Pada dasarnya kolonialisme menjajah dan mengakar kuat di daerah-daerah bekas jajahan yang mengakibatkan terjadinya berbagai marjinalisasi pada kehidupan di berbagai wilayah-wiayah yang dikuasainya. Bahkan hal tersebut sudah lebih dulu terjadi di kehidupan Negara-negara seperti: Amerika Latin maupun Amerika Utara yang mengalami penjajahan dari kolonial Spanyol, Portugis, Inggris, dan Prancis hingga menguasai benua Amerika pada abad ke 14-18 untuk mengeksploitasi sumber daya alam, manusia, serta menerapkan kerja-kerja perbudakan pada lahan-lahan yang dimiliki oleh tuan-tuan tanah untuk menghasilkan bahan mentah yang memiliki nilai ekonomis, seperti kapas, jagung, kopi, kakao, dan lainya. Dengan tujuan untuk pengakumulasian modal atau pondi-pondi keuntungan yang besar bagi para tuan tanah.
Masa penjajahan yang cukup panjang melahirkan penderitaan dan tidak ada penghargaan akan kehidupan suatu ras manusia di mana praktek perbudakan itu ada. Tak hanya itu, doktrin Alkitab yang mensabotase ungkapan kebenaran isi Alkitab akibat dari buta huruf yang di derita oleh para budak dan rakyat pada wilayah-wilayah jajahan juga hingga menerima saja kebenaran yang di sampaikan oleh para tuan-tuan tanah ketika memimpin ibadah-ibadah, serta khotbah-khotbah di hadapan para budak.
Ungkapan seperti Yesus itu berkulit putih bahkan para budak harus tunduk dan patuh kepada tuannya. Pesan yang disampaikan oleh tuan tanah kepada para budaknya seakan melegitimasi status akan penguasaanya kepada para budak.
Dengan bangkitnya para pejuang bangsa-bangsa di Amerika Latin dan Amerika Utara melawan para penjajah untuk memperjuangkan kemerdekaannya dari kolonialisme dan militerisme telah mereka memperoleh kemerdekaan.

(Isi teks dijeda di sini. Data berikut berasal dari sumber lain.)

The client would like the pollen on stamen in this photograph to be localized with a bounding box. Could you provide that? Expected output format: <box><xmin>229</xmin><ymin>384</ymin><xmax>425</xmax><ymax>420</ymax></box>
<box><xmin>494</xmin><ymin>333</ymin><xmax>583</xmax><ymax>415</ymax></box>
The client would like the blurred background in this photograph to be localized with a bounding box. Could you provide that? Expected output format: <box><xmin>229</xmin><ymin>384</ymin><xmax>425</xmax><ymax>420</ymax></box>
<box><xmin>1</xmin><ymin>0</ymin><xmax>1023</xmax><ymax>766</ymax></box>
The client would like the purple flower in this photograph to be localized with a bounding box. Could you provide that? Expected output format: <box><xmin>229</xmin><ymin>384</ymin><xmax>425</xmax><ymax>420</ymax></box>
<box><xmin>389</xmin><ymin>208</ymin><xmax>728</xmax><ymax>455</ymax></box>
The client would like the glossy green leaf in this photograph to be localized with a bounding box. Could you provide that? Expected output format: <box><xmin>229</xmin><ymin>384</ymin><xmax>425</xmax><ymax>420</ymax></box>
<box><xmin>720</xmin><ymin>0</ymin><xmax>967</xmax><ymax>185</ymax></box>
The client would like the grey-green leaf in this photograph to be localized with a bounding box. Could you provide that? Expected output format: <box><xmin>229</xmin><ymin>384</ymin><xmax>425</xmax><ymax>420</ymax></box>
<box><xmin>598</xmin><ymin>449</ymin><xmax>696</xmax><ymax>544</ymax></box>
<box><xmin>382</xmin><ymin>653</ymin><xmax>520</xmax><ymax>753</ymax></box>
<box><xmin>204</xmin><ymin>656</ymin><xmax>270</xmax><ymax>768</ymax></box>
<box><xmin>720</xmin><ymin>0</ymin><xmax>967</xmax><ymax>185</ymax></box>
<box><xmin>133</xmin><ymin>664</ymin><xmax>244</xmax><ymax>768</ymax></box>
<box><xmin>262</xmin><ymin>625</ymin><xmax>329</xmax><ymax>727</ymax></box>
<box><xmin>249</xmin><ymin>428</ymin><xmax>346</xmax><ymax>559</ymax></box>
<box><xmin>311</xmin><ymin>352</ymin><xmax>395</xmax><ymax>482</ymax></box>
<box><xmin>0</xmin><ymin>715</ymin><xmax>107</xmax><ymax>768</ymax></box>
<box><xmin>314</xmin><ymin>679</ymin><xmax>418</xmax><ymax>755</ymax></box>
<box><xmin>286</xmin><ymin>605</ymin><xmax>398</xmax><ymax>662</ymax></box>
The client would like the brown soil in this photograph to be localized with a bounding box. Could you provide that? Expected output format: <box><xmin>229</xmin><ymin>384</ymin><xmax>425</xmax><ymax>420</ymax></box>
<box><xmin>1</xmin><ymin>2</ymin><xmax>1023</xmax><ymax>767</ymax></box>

Namun perjuangan dan penderitaan rakyatnya belum berakhir paska kemerdekaan karena untuk membangun bangsa baru, Negara baru, membutuhkan banyak sumber ekonomi serta keamanan.
Pada konteks inilah maka persoalan baru itu muncul kembali. Dimana lahirnya tirani yang represif karena kekuasaan melalui sistem yang tidak demokratis, kudeta kekuasaan oleh unsur militer yang diboncengi oleh kepentingan pemodal untuk menguasai sumber daya alam, serta menciptakan tergantungan rakyat secara masif, terstruktur, serta terpola dengan jaminan keamanan yang disiapkan oleh Negara. Sehingga rakyat Amerika Latin dan Amerika Utara mengalami suatu kondisi yang sangat memperihatinkan, banyak kantong-kantong kemiskinan, penganguran yang merajelela, upah yang sangat minim, angka buta huruf yang cukup tinggi, serta angka kematian secara umum, angka kematian ibu, angka kematian bayi dan balita, dan sistem pemerintahan yang korup, sehingga melahirkan keterpurukan terhadap nasib umat Allah disana.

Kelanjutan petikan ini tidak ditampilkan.